Sharp-cutaway Byrdland meets ES-335 meets Gretsch… the new Michael Kelly Vibe guitar offers quite a mélange of features and comes in at a nice price. Review by Huw Price
Description: Semi-acoustic electric. Made in Indonesia
Contact: Rosetti UK – 01376 550033 – michaelkellyguitars.com
The Michael Kelly Vibe model sets out to make a strong impression but comes complete with a set of mixed messages. At first glance, you might think it’s going to be a modern twist on the hollow ES-125/Gretsch single cut theme. Then you’ll notice the string set includes a wound G, so you begin entertaining the possibility that this is a thinline jazzer. Ultimately, you’ll lift it out of the cardboard box and discover that it weighs more than most Gibson Les Pauls. So what exactly is going on?
The weight comes from a solid centre block of wood running from the set neck joint to the tail, and by peering through the f-hole on the bass side you can see that the block seems to be formed from multiple layers of maple and mahogany. The body is 1.75″ deep, just like an
ES-335, and the fingerboard extension is glued to the top of the body.
The Vibe’s chunky C-profile neck wouldn’t feel out of place on a late ’50s Gibson reissue. Some players have a very strong preference for a specific neck depth or profile while others prefer different guitars to have a different feel; on balance we think this neck suits the Vibe very well and it’s quite comfortable to play.
However, when it arrived, this guitar was barely playable; the strings were very stiff and there seemed to be no sonic benefit to be gained from having such a heavy set. After discussions with the distributor we decided that somebody at the factory had experienced a lapse in judgment and we elected to put on a regular set of 10s with a plain G for the purposes of the review.

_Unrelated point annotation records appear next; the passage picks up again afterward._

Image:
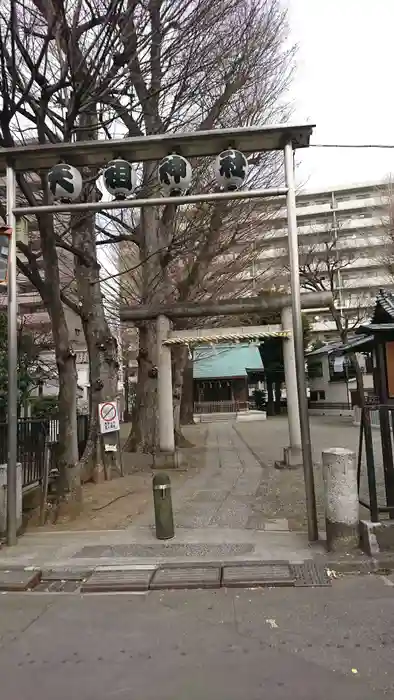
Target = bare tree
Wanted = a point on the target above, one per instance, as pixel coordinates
(321, 268)
(95, 69)
(193, 77)
(321, 265)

The reason we’re mentioning this is that the Vibe is a brand-new model and all the ones the distributor had in stock were set up the same way, so that’s what you may encounter in the shops.
The Vibe certainly lives up to its name with some particularly nice flame on the laminated maple top and rich, red-brown bubinga for the sides and bookmatched back. The body is bound front and back, along with the fingerboard, f-holes and the headstock. The chrome hardware is all fairly run of the mill: diecast ‘kidney’ Grover tuners combine with a tune-o-matic bridge and stop tailpiece, and the black speed knobs match the switch tip.
Pearl inlays grace the rosewood fingerboard and a sliver of flame maple at the tip of the headstock carries the metal ‘MK’ logo. The pickup covers have ‘H’ shaped cutouts to make them resemble Filtertrons, but the description reads ‘PAF Plus’ and since they ohm out at 8.5K and 9K, we didn’t anticipate much in the way of truly twangy sounds.
Two things let this guitar down, but neither is especially serious. Firstly, the fret ends are rough and ragged with scuff marks clearly visible from the bevelling tool; secondly, the pickguard is a bit of a monstrosity. Companies like Heritage have used wood pickguards to good effect and the factory that made the Vibe has chosen flame-fronted maple ply with a pressed-in logo and a silky satin finish. Unfortunately they didn’t go to the trouble of edging the thing with binding to match the body, and the bevelled edge is very uneven. The shape does lack style and it looks incongruous on this otherwise well-made and well-finished guitar.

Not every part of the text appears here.